The new variant of the SARS-CoV-2 virus in southern England has preceded Brexit with only days before Britain is set to leave the EU. At least 40 countries have since banned air traffic to and from Britain.
But it remains unclear how the more virulent strain of the virus will change the course of the pandemic since the new strain, B.1.1.7 shows 17 mutations all at once, something never seen before.
Andrew Rambaut, a molecular evolutionary biologist at the University of Edinburgh, said that among the 17 mutations are eight in the gene that encodes the spike protein on the viral surface, two of which are particularly worrisome. These mutations may have increased the virus’ transmissibility by 70 percent.
In a press conference on Saturday, Patrick Vallance, a British physician, scientist, and clinical pharmacologist who serves as the UK’s Chief Science Adviser, said B.1.1.7 first appeared in a virus isolated on 20 September, and already accounted for about 26 percent of cases in mid-November. “So, in London, over 60 percent of all the cases were the new variant.”
But Christian Drosten, German virologist did not share their concern. “There are too many unknowns to say something like that,” he responded. Drosten pointed out that the new mutant also carried a deletion in another viral gene, ORF8, that previous studies suggest could reduce the virus’ ability to spread.

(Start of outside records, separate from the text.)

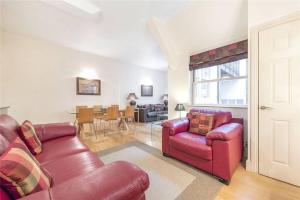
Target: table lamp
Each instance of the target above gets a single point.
(180, 107)
(165, 99)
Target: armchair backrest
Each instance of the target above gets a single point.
(9, 130)
(221, 117)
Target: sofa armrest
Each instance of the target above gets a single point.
(51, 131)
(116, 181)
(176, 125)
(225, 132)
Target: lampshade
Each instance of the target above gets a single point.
(164, 97)
(180, 107)
(131, 96)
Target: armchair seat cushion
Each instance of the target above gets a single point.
(63, 146)
(152, 114)
(68, 167)
(191, 143)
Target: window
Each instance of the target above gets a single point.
(224, 84)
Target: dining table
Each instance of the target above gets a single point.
(102, 112)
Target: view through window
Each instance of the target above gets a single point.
(224, 84)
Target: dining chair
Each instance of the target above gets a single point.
(129, 116)
(86, 116)
(98, 115)
(77, 110)
(112, 114)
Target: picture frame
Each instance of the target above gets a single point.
(88, 86)
(146, 90)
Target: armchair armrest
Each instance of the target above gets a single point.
(176, 125)
(108, 182)
(50, 131)
(225, 132)
(116, 181)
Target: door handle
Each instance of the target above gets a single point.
(265, 108)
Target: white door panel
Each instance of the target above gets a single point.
(279, 91)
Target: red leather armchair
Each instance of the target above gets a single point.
(77, 173)
(218, 153)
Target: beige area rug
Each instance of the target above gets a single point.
(169, 179)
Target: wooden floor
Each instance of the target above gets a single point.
(244, 185)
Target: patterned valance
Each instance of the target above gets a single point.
(229, 53)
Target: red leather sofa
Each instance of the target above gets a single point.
(77, 173)
(218, 153)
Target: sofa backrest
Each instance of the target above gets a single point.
(221, 117)
(9, 129)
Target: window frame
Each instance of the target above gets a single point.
(193, 83)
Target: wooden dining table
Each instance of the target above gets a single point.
(103, 112)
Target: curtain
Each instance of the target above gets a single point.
(222, 55)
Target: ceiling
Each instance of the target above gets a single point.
(208, 24)
(118, 32)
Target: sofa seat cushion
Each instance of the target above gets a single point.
(20, 173)
(59, 147)
(191, 143)
(152, 114)
(71, 166)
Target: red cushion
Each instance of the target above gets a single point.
(71, 166)
(30, 138)
(191, 143)
(20, 173)
(200, 123)
(221, 117)
(63, 146)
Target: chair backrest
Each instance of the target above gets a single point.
(77, 110)
(85, 115)
(112, 113)
(97, 108)
(221, 117)
(129, 112)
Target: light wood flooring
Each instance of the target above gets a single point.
(244, 185)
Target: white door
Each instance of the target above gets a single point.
(279, 101)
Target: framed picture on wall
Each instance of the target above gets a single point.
(146, 90)
(88, 86)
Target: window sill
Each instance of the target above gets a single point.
(220, 106)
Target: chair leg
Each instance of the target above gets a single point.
(93, 127)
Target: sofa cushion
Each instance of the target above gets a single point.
(191, 143)
(221, 117)
(63, 146)
(152, 114)
(9, 130)
(68, 167)
(20, 173)
(30, 137)
(200, 123)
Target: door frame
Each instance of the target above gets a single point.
(252, 162)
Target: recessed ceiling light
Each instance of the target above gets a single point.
(84, 5)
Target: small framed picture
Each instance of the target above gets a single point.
(146, 90)
(88, 86)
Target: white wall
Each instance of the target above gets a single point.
(1, 51)
(202, 26)
(39, 79)
(260, 11)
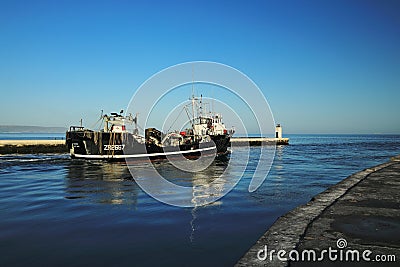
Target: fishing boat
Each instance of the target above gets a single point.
(207, 135)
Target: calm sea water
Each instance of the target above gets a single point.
(60, 212)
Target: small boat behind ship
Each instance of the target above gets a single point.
(207, 135)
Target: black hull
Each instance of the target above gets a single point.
(121, 146)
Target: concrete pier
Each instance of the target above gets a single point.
(32, 146)
(258, 141)
(361, 214)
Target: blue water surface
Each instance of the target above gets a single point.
(55, 211)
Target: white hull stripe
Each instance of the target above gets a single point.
(143, 155)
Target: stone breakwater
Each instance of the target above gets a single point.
(32, 146)
(359, 214)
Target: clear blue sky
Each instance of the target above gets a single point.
(324, 66)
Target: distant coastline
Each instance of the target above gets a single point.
(18, 129)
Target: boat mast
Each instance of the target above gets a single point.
(193, 101)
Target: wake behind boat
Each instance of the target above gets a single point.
(207, 135)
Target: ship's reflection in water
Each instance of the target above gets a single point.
(112, 183)
(101, 182)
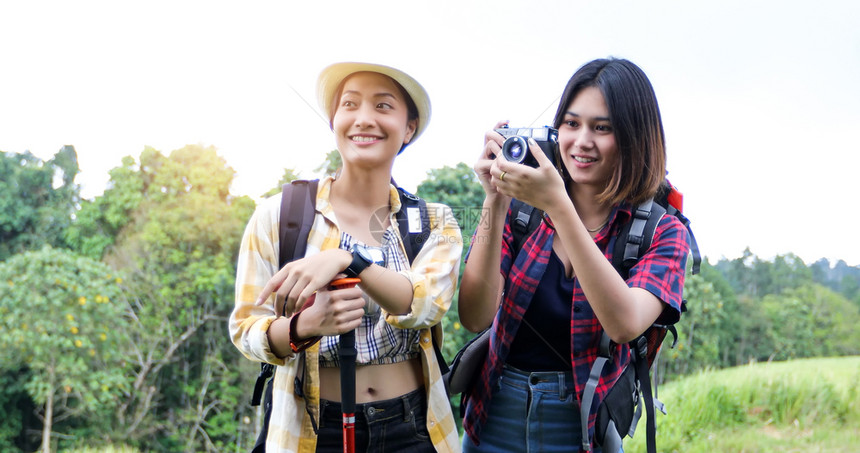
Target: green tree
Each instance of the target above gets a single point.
(458, 188)
(64, 320)
(289, 175)
(37, 199)
(699, 340)
(99, 221)
(179, 250)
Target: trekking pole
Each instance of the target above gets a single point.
(347, 356)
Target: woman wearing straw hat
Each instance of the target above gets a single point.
(375, 112)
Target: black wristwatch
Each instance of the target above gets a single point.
(361, 260)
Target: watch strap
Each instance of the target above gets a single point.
(358, 265)
(296, 344)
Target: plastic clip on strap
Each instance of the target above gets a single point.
(603, 356)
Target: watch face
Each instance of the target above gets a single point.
(370, 254)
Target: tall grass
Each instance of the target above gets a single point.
(800, 405)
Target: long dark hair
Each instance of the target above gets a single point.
(635, 118)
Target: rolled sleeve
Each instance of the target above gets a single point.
(662, 270)
(257, 263)
(434, 272)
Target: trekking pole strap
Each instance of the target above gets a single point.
(266, 371)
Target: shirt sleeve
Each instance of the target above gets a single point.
(661, 270)
(434, 272)
(257, 263)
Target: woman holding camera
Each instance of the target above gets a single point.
(375, 112)
(552, 300)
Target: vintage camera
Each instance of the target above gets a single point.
(516, 145)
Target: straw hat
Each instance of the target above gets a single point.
(331, 77)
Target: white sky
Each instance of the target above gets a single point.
(759, 99)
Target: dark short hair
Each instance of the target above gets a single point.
(636, 122)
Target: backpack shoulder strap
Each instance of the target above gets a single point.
(634, 238)
(413, 221)
(298, 206)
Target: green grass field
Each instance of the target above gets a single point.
(810, 405)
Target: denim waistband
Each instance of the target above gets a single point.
(378, 411)
(557, 382)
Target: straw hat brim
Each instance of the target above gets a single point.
(331, 77)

Britain depends on imported EU food and fears about supply shortages have been expressed. One newspaper headlined the looming shortages of fresh produce, including lettuce.

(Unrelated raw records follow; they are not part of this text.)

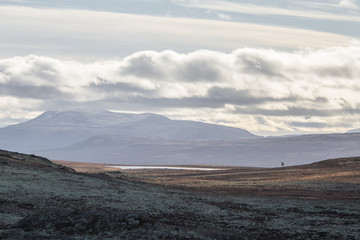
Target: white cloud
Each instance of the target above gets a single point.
(261, 90)
(220, 5)
(91, 35)
(351, 4)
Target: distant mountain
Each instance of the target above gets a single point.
(354, 131)
(124, 138)
(261, 152)
(56, 129)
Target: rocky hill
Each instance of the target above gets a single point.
(40, 201)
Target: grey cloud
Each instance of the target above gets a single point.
(200, 70)
(309, 124)
(244, 82)
(291, 111)
(142, 66)
(255, 63)
(33, 92)
(118, 87)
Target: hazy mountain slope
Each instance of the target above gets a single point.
(354, 130)
(265, 152)
(123, 138)
(56, 129)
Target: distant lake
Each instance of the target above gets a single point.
(164, 167)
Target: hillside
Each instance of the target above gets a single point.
(44, 202)
(56, 129)
(123, 138)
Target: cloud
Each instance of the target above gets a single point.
(256, 89)
(84, 34)
(351, 4)
(227, 6)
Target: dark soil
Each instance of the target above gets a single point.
(42, 200)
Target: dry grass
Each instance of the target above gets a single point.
(339, 179)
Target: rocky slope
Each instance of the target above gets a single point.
(39, 200)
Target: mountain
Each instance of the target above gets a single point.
(56, 129)
(261, 152)
(124, 138)
(354, 131)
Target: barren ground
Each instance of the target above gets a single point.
(42, 200)
(330, 179)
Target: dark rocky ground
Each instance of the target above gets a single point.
(42, 200)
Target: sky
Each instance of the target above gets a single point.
(270, 67)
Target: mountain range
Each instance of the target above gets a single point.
(151, 139)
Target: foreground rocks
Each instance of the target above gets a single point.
(42, 200)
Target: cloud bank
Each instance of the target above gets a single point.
(86, 34)
(261, 90)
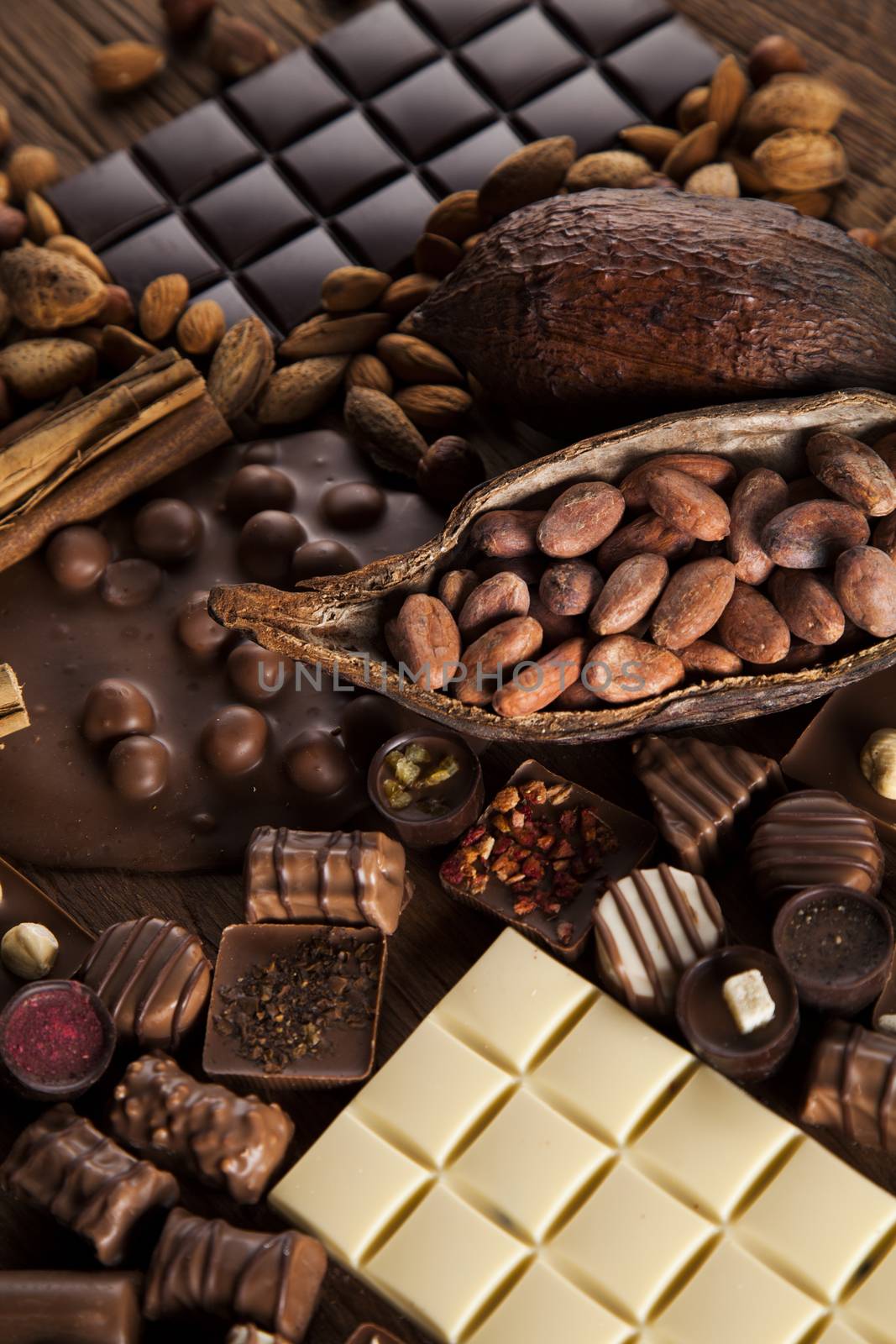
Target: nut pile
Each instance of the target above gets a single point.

“If nothing changes, we will will start to see gaps over the coming days on lettuce, salad leaves, cauliflowers, broccoli, citrus fruit — all of which are imported from EU at this time of year,” British supermarket chain Sainsbury’s said in a statement. “We hope UK and French [governments] can come to a solution that prioritizes immediate passage of produce and food,” CNN reported.
The closing down of transport routes makes little sense as the horse has already bolted from the proverbial barn, suggesting that the new strain has certainly reached other countries already.

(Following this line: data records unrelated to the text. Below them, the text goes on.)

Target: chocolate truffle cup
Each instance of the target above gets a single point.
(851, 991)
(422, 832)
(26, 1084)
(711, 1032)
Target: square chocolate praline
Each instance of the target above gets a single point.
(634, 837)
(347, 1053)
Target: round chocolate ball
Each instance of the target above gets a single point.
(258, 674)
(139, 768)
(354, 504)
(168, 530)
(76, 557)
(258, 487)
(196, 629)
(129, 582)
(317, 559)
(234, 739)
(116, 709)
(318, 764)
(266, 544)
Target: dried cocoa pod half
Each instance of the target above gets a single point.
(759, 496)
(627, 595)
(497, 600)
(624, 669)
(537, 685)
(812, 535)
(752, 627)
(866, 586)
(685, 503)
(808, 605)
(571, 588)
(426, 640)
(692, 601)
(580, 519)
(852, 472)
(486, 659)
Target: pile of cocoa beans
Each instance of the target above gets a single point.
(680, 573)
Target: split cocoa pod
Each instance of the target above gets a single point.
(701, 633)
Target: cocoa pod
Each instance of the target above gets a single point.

At the same time, the possibility of a hard no-deal Brexit on December 31 has increased. Without a deal, the normal transfer of goods from and to Britain will end abruptly since no new procedures have been put into place.
The last round of negotiations on Sunday about a deal that would allow Britain common market access, failed. Fishing rights for EU countries in British waters was the one contentious issue while Britain’s adherence to EU rules if it wants free market access, was the other more important question that still needs to be settled.
Many Brexiteers believe that EU intransigence on fishing has scuppered the deal, when the matter actually revolves more around Britain’s free access to EU markets with lower working, health or quality standards, also referred to as “non-regression”. Lower standards would obviously give British companies an unfair advantage, which the EU negotiators will not accept.